Rousseau’s passion and prescription for peace were put into action during the French Revolution (1789-1799), which when legislative means failed made the feudal monarchy into a constitutional republic by mob violence. The slogan “Long live the King,” competed with “Long live the Nation” until “Liberty, Equality and Fraternity” quieted both. The height of violence came with the Reign of Terror, during which the so-called Committee of Public Safety headed by Maximilien Robespierre ordered thousands of counter-revolutionaries killed, while authorizing the military mobilization of the masses to impose its Constitution. In their midst, a movement called the Thermidor after the revolutionary calendar month in which it took place (July 1794) sought to restrain the Reign of Terror so as to restore civil order and, if possible, peace through the rule of law called for by the Constitution. Although, having exhausted all alternatives, they tried to do so by beheading Robespierre, historians and theorists of revolutions have used the term Thermidor to describe the replacement of radical revolutionary regimes based on force with a moderate regime based on institutions. Radical factions soon regained leadership and decided to export their principles and tactics, doing so under the parvenu general Napoleon Bonaparte’s military banner. Under pretexts of bringing liberty to the tyrannized, equality to the oppressed, and unity to the divided, Napoleon invaded and became dictator of most Europe, invalidating the intra-national principles of the Peace of Westphalia in the process.

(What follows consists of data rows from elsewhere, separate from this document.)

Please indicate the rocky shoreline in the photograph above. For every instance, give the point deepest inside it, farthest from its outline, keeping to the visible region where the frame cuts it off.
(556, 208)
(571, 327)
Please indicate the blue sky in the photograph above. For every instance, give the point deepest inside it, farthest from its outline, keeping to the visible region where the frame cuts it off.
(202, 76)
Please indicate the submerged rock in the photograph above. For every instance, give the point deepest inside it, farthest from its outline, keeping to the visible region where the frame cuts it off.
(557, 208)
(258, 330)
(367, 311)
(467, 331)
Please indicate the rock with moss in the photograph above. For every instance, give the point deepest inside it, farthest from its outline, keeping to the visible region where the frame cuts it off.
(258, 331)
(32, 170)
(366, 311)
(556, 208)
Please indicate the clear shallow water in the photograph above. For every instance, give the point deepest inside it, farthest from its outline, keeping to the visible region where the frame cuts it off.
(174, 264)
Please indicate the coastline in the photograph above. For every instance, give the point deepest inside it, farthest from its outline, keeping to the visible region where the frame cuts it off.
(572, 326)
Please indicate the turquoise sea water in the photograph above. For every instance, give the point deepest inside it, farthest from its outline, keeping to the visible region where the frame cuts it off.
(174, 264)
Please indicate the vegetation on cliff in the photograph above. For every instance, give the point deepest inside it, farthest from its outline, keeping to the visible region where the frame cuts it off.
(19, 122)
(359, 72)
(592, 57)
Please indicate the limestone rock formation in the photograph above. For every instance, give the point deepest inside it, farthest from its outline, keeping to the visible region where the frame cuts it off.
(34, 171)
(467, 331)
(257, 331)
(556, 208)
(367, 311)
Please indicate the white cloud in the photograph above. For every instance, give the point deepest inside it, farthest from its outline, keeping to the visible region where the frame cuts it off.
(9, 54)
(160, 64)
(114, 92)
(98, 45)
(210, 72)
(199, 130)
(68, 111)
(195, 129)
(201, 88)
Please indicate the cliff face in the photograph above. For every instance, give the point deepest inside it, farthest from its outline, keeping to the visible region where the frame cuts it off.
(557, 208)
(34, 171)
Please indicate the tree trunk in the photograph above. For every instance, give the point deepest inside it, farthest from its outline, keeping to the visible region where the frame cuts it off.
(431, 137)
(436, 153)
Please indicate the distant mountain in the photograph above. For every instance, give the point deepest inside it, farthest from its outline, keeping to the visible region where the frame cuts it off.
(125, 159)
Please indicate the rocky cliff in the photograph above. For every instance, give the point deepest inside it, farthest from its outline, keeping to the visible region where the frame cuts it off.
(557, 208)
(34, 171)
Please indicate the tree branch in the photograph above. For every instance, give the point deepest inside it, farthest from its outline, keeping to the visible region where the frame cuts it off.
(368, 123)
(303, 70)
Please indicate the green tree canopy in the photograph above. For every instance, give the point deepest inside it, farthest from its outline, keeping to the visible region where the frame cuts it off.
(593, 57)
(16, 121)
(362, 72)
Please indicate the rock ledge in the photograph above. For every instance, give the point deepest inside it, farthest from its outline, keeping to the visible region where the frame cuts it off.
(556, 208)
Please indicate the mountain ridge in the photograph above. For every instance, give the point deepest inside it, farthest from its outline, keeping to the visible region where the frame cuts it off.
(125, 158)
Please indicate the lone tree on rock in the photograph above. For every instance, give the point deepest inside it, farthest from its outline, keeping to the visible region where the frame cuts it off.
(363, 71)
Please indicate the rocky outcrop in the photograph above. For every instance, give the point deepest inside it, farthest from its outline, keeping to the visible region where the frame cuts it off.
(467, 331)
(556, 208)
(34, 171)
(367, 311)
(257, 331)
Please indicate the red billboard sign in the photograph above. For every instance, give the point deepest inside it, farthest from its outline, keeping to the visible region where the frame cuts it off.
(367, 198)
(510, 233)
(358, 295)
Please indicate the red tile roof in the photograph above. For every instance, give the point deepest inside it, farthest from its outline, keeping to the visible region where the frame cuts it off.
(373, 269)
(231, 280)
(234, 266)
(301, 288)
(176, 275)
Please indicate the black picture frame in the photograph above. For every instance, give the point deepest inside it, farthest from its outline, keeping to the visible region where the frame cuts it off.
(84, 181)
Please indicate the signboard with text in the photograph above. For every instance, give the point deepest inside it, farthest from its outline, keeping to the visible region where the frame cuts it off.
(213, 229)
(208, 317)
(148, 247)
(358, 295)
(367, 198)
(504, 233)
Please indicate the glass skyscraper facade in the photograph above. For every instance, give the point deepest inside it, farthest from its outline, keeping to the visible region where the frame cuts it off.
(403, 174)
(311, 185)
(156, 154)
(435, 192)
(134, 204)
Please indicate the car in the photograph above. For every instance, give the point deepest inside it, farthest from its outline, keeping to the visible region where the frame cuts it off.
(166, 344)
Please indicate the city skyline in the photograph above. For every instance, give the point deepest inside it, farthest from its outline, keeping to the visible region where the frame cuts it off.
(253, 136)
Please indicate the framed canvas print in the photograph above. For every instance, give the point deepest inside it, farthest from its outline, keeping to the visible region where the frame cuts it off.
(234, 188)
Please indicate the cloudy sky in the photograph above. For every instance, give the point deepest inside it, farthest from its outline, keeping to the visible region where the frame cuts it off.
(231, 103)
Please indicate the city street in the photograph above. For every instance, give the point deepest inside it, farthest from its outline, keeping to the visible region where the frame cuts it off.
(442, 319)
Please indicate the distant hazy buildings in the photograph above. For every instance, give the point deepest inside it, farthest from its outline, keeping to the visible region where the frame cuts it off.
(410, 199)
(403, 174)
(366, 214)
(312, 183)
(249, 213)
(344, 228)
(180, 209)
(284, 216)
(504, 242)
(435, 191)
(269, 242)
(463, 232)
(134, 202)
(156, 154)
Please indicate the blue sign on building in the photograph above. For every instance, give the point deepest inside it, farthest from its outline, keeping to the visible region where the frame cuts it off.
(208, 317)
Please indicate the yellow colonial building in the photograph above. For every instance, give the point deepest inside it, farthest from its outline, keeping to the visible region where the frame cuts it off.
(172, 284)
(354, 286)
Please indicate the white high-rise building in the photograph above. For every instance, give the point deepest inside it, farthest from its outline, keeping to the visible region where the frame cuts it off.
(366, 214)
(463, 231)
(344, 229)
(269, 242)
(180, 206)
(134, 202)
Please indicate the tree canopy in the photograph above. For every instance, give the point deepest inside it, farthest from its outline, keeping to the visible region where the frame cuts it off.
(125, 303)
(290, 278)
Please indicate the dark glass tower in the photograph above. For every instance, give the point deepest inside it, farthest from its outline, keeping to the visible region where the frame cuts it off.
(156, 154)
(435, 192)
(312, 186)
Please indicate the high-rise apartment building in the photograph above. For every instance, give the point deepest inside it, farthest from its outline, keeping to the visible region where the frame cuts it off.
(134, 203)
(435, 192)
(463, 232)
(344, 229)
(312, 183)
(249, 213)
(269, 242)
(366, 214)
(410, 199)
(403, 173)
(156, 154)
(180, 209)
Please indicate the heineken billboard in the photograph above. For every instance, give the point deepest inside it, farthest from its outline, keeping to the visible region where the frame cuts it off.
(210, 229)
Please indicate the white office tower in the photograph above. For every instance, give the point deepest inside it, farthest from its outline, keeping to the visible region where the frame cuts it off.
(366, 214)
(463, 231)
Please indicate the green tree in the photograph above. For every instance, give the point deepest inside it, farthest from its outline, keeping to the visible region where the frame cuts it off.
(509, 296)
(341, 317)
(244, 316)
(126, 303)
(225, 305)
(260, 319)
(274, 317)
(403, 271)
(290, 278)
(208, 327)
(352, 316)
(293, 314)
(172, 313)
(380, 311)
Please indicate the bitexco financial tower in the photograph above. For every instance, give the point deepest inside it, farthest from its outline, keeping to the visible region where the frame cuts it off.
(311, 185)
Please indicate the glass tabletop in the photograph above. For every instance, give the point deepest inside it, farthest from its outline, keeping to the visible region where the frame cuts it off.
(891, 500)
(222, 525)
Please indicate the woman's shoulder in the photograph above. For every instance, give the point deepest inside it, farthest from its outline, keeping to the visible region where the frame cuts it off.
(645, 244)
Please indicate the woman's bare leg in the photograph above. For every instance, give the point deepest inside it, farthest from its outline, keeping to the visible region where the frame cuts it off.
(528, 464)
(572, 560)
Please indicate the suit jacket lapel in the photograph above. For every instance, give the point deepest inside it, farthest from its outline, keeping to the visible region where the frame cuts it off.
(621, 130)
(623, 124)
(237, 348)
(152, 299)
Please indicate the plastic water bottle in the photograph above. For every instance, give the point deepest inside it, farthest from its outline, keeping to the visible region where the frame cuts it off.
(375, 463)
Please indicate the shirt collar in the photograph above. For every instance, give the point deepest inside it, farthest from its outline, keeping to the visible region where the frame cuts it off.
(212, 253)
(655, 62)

The pervasive, self-imposed limitations on intra-national peace by early political theoreticians and practitioners stemmed from their misconstrual of it along solely social lines. Nation-states were not and are never single-constituent groups but rather constellations of different constituent groups, making joint socialcollective approaches to intra-national peace more plausible. In this sense, international peace and roles of individuals within and between (un)peaceful nation-states become reflective of what was irreplaceably missing from nation-states themselves.